Predictive validity outcomes for both the CRPT and CTRS22 were statistically significant, although the correlations were not as high as the concurrent validity outcomes. It is important to remember that the primary aim of triage scales and procedures is to provide a quick assessment to sort actual or potential danger to life or functioning and to assign a maximum wait time for the first intervention. As such, triage scales and procedures are not a substitute for clinical evaluation in the ED. In critical conditions, the risk level of the PEP may change due to the presence or absence of specific interventions. This is consistent with theories about risk being a dimensional continuum [43] and may explain why some of the urgent-sorted PEPs during triage assessment were not admitted or referred at the end of emergency consultation, as some emergencies may improve due to certain interventions during ED stay.

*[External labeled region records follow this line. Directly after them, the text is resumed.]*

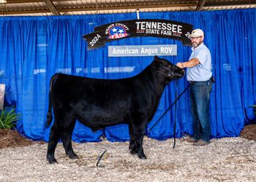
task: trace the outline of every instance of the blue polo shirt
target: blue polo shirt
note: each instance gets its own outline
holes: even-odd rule
[[[189,60],[197,58],[200,63],[192,68],[187,68],[187,81],[207,81],[211,79],[212,73],[211,52],[207,47],[202,43],[196,49],[191,49],[192,52]]]

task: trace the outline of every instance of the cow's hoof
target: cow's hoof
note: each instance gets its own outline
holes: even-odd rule
[[[72,157],[69,157],[69,158],[71,159],[79,159],[78,156],[72,156]]]
[[[49,161],[49,163],[50,163],[50,165],[58,164],[57,161],[53,161],[53,162],[50,162]]]
[[[130,152],[132,155],[138,154],[138,151],[135,151],[135,150],[129,150],[129,152]]]
[[[140,159],[146,159],[147,157],[140,157]]]
[[[147,157],[146,157],[146,155],[142,155],[142,156],[138,155],[138,156],[139,156],[139,158],[140,158],[140,159],[147,159]]]

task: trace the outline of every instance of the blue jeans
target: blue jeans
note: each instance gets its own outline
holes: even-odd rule
[[[192,138],[196,141],[210,141],[210,94],[213,82],[211,80],[198,82],[190,85],[190,113],[193,119]]]

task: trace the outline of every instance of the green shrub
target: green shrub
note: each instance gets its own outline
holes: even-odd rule
[[[16,122],[21,119],[22,114],[16,114],[15,111],[14,107],[4,108],[1,111],[0,128],[15,128],[16,130],[15,124],[20,124]]]

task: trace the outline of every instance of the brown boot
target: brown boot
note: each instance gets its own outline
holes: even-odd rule
[[[187,142],[190,142],[190,143],[195,143],[197,142],[197,141],[195,140],[192,137],[189,137],[188,138],[185,138],[185,139],[183,139],[184,141],[187,141]]]
[[[193,146],[203,146],[208,144],[210,144],[211,142],[206,142],[202,140],[199,140],[197,142],[194,143]]]

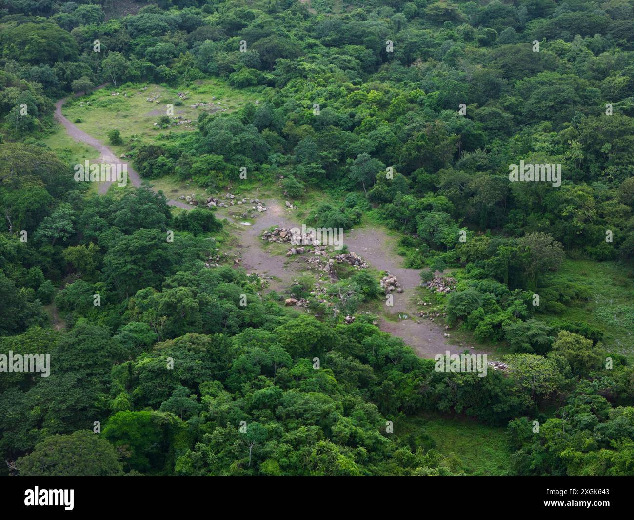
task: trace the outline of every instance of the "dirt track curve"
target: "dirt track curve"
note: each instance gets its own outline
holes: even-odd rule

Indeed, some studies have demonstrated that crisis intervention is associated with changes in specific treatments and even costs [44]. In other words, triage scales and instruments are helpful for sorting the condition of the user at the point of arrival in the emergency department, but they do not properly predict positive or negative responses to a wide range of possible interventions, such as crisis intervention, after the triage assessment.

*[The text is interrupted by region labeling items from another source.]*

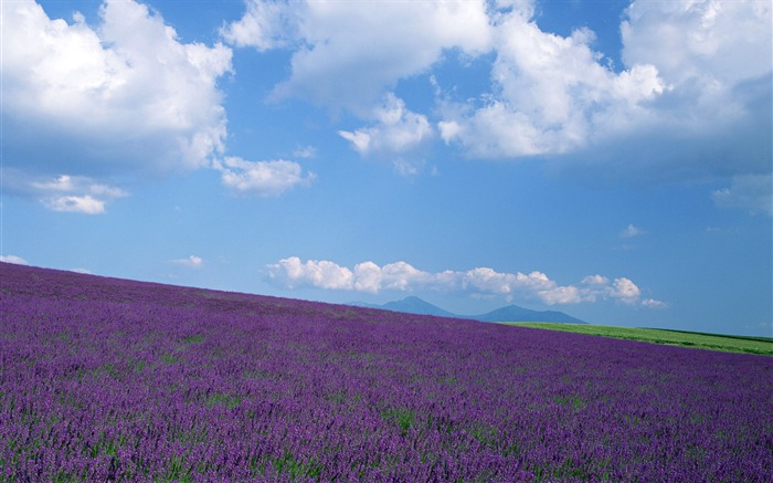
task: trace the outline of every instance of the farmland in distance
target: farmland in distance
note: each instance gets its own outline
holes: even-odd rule
[[[721,334],[668,330],[661,328],[616,327],[590,324],[557,324],[544,322],[507,322],[507,325],[571,332],[625,340],[639,340],[699,349],[773,356],[773,338],[743,337]]]
[[[744,481],[773,357],[0,263],[0,481]]]

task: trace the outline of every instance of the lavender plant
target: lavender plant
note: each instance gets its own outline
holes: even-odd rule
[[[770,357],[0,274],[0,481],[773,474]]]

This study had several limitations. First, the CRPT was only implemented and applied in a single psychiatric emergency department in Mexico, whose users usually present to ED voluntarily. This may have biased the outcomes, especially those involving involuntary consultations, which had to be excluded due to our inclusion criteria. CRPT external validity therefore needs to be tested in other ED, both in psychiatric and general hospitals. Another limitation of this study was the transversal patient sample, without a pre-test evaluation, which prevented assessment of the real impact on specific baseline quality indicators. CRPT outcomes also need to be studied in different populations, as our study was limited to Spanish-speaking researchers and users. Further, because the census sample population was a non-probabilistic sample, it was not representative of the general population. Another limitation is that the CRPT was designed to sort PEP of adult users, thereby omitting children and adolescent psychiatric emergencies. Finally, the CRPT does not consider special vulnerable population such as immigrants, violence victims or pregnant women, who would always be a priority regardless of their current color/risk or PEP score. In spite of these limitations, we maintain that the five-color representation of psychiatric emergencies may provide a more concise classification of PEP. As a result, this approach may enhance awareness of PEP by the ED staff from both psychiatric and general hospitals, leading to fewer delays in attendance.

Conclusions

Our results support the use of CRPT as a novel emergency psychiatry assessment tool and dimensional color/risk and score instrument. Leading risk is the most important factor for sorting PEP priority of attendance. This approach considers actual or potential risk, rather than severity, as the main factor for sorting PEP, which improves upon the current approach to emergency classification that is mainly based on the criterion of severity. Regardless of the triage procedure, emergency assessments should no longer classify PEP as “not real emergencies.”